8. A study published in the Proceedings of the National Academy of Sciences of the United States of America (PNAS) determined that cannabinoids inhibit human breast cancer cell proliferation.

Lung Cancer

9. A study published in the journal Oncogene, by Harvard Medical Schools Experimental Medicine Department, determined that THC inhibits epithelial growth factor induced lung cancer cell migration and more. They go on to state that THC should be explored as novel therapeutic molecules in controlling the growth and metastasis of certainlung cancers.

10. A study published by the US National Library of Medicine by the Institute of Toxicology and Pharmacology, from the Department of General Surgery in Germany, determined that cannabinoids inhibit cancer cell invasion. Effects were confirmed in primary tumour cells from a lung cancer patient. Overall, data indicated that cannabinoids decrease cancer cell invasiveness.

11. A study published by the US National Library of Medicine, conducted by Harvard Medical School, investigated the role of cannabinoid receptors in lung cancer cells. They determined its effectiveness and suggested that it should be used for treatment against lung cancer cells.

Prostate Cancer

12. A study published in the US National Library of Medicine illustrates a decrease in prostatic cancer cells by acting through cannabinoid receptors.

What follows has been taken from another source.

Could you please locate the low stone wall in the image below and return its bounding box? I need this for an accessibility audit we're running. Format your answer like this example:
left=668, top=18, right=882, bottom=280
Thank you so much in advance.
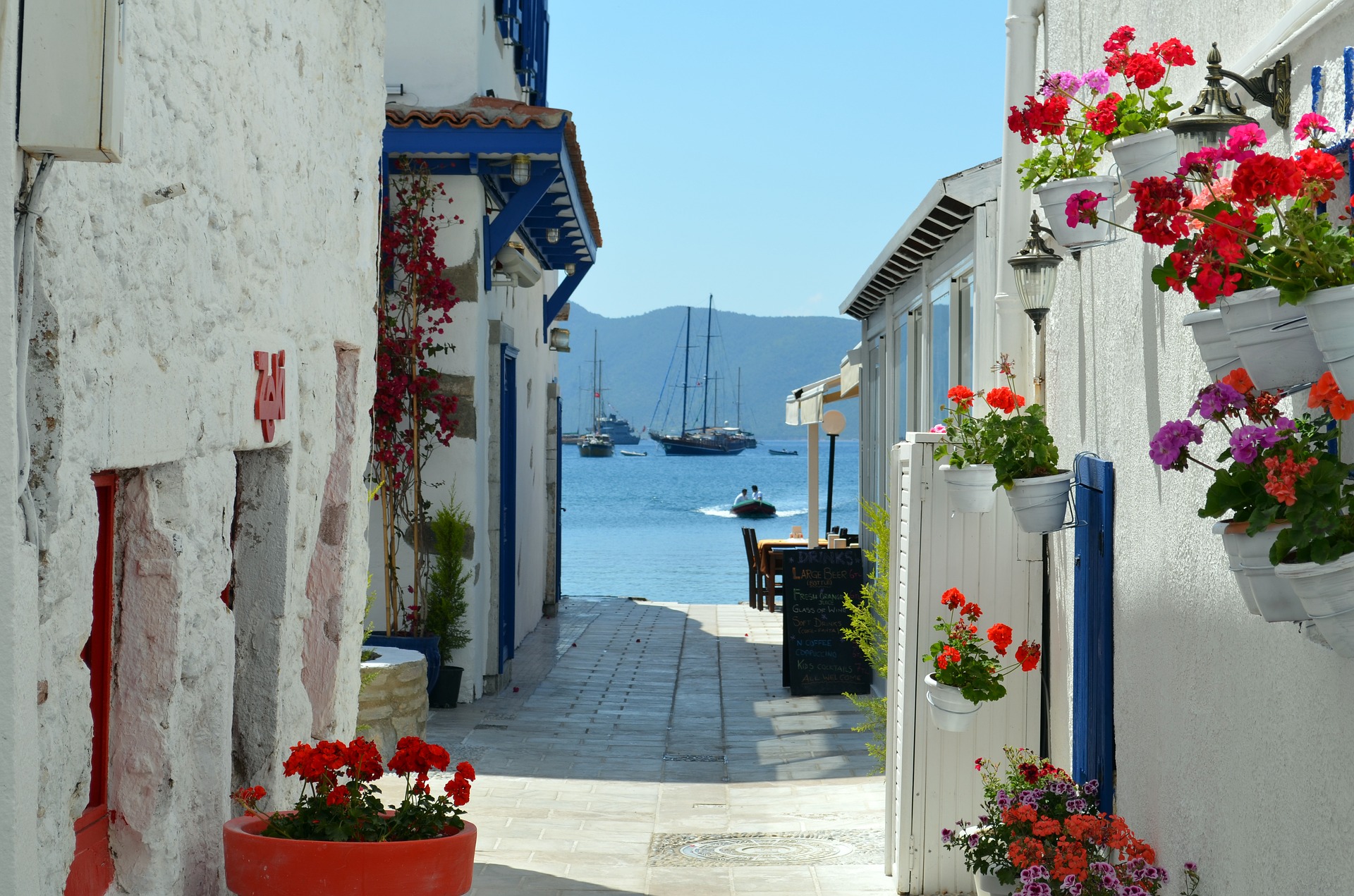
left=358, top=647, right=428, bottom=761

13. A study published in the US National Library of Medicine outlined multiple studies proving the effectiveness of cannabis on prostate cancer.

14. Another study published by the US National Library of Medicine determined that clinical testing of CBD against prostate carcinoma is a must. That cannabinoid receptor activation induces prostate carcinoma cell apoptosis. They determined that cannabidiol significantly inhibited cell viability.

Blood Cancer

15. A study published in the journal Molecular Pharmacology recently showed that cannabinoids induce growth inhibition and apoptosis in mantle cell lymphoma. The study was supported by grants from the Swedish Cancer Society, The Swedish Research Council, and the Cancer Society in Stockholm.

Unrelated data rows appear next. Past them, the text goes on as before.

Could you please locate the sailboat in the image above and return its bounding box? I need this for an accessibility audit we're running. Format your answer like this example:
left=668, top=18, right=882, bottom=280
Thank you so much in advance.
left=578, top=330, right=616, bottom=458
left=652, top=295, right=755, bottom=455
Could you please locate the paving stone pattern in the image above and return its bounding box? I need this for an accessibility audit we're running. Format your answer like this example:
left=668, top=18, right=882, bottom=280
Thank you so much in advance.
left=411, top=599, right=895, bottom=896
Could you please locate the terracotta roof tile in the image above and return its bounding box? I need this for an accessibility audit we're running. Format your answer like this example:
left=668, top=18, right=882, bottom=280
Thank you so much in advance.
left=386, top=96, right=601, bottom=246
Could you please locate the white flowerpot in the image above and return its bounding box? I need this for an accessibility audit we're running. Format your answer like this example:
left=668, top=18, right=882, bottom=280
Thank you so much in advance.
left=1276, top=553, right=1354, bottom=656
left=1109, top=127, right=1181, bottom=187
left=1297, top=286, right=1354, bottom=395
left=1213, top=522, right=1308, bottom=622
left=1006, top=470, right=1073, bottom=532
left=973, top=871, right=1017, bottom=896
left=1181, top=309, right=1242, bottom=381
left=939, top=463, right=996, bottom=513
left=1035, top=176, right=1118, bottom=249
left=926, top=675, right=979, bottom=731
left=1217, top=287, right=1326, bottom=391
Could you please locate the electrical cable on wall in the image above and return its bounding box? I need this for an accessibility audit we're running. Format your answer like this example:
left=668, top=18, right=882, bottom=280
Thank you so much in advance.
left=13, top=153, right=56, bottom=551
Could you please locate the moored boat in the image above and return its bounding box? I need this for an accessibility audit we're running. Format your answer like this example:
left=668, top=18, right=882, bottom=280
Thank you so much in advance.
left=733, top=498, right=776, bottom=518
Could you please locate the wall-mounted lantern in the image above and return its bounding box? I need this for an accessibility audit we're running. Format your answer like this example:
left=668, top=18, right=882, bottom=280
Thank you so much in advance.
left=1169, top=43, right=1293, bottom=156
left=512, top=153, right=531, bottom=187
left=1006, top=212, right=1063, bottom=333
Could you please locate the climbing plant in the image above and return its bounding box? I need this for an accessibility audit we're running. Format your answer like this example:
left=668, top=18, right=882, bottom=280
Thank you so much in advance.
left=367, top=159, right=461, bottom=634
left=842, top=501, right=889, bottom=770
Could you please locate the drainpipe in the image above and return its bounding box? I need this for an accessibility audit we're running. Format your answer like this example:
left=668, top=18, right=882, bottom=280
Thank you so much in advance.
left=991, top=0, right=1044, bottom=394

16. A study published in the International Journal of Cancer also determined and illustrated that cannabinoids exert antiproliferative and proapoptotic effects in various types of cancer and in mantle cell lymphoma.

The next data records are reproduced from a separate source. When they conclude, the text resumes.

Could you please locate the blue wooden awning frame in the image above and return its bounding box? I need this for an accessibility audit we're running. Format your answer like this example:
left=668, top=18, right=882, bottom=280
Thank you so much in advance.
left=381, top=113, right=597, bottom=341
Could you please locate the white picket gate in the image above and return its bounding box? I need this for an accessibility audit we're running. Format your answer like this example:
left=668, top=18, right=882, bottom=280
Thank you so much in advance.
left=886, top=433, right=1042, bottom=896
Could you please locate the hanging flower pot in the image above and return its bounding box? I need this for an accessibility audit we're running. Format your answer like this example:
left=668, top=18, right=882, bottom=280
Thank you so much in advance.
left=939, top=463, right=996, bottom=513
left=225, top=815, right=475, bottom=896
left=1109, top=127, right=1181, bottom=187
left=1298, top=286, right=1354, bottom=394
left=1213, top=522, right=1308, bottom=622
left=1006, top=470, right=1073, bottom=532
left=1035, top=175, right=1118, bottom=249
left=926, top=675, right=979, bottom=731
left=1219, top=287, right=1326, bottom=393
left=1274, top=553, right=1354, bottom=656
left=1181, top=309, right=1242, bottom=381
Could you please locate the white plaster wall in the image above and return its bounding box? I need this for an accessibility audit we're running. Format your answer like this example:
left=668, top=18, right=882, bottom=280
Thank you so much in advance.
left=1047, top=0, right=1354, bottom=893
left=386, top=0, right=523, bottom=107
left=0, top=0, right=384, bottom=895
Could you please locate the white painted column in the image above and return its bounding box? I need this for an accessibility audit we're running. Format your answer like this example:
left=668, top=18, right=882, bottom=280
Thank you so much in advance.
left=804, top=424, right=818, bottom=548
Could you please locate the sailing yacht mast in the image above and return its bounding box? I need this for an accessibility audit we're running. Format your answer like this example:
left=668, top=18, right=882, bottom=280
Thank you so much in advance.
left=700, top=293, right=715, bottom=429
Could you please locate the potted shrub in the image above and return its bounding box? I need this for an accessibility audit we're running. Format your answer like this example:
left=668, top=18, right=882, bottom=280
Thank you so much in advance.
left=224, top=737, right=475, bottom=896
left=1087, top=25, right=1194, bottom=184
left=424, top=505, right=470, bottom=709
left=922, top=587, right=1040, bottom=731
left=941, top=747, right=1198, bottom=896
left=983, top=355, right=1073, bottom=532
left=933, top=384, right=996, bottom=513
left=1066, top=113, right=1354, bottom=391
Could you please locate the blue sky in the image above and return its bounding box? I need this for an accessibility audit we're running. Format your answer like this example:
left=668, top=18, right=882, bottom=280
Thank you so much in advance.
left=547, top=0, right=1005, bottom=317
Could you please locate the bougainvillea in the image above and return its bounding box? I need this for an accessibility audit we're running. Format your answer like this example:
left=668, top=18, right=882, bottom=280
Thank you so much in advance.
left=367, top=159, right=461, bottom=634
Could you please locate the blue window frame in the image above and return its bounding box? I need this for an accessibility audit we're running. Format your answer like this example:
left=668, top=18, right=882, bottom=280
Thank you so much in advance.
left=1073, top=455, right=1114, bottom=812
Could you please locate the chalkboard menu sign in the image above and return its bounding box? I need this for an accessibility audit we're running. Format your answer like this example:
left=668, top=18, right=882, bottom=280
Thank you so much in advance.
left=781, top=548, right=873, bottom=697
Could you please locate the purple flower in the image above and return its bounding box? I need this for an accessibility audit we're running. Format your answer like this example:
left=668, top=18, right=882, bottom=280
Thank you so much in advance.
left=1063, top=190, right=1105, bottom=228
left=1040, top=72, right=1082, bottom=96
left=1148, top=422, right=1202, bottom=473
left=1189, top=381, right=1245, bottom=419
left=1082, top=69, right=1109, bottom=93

17. A study published in the US National Library of Medicine conducted by the Department of Pharmacology and Toxicology by Virginia Commonwealth University determined that cannabinoids induce apoptosis in leukemia cells.

Oral Cancer

18. A study published by the US National Library of Medicine shows that cannabinoids are potent inhibitors of cellular respiration and are toxic to highly malignant oral tumours.

Liver Cancer

19. A study published by the US National Library of Medicine determined that THC reduces the viability of human HCC cell lines (Human hepatocellular liver carcinoma cell line) and reduced their growth.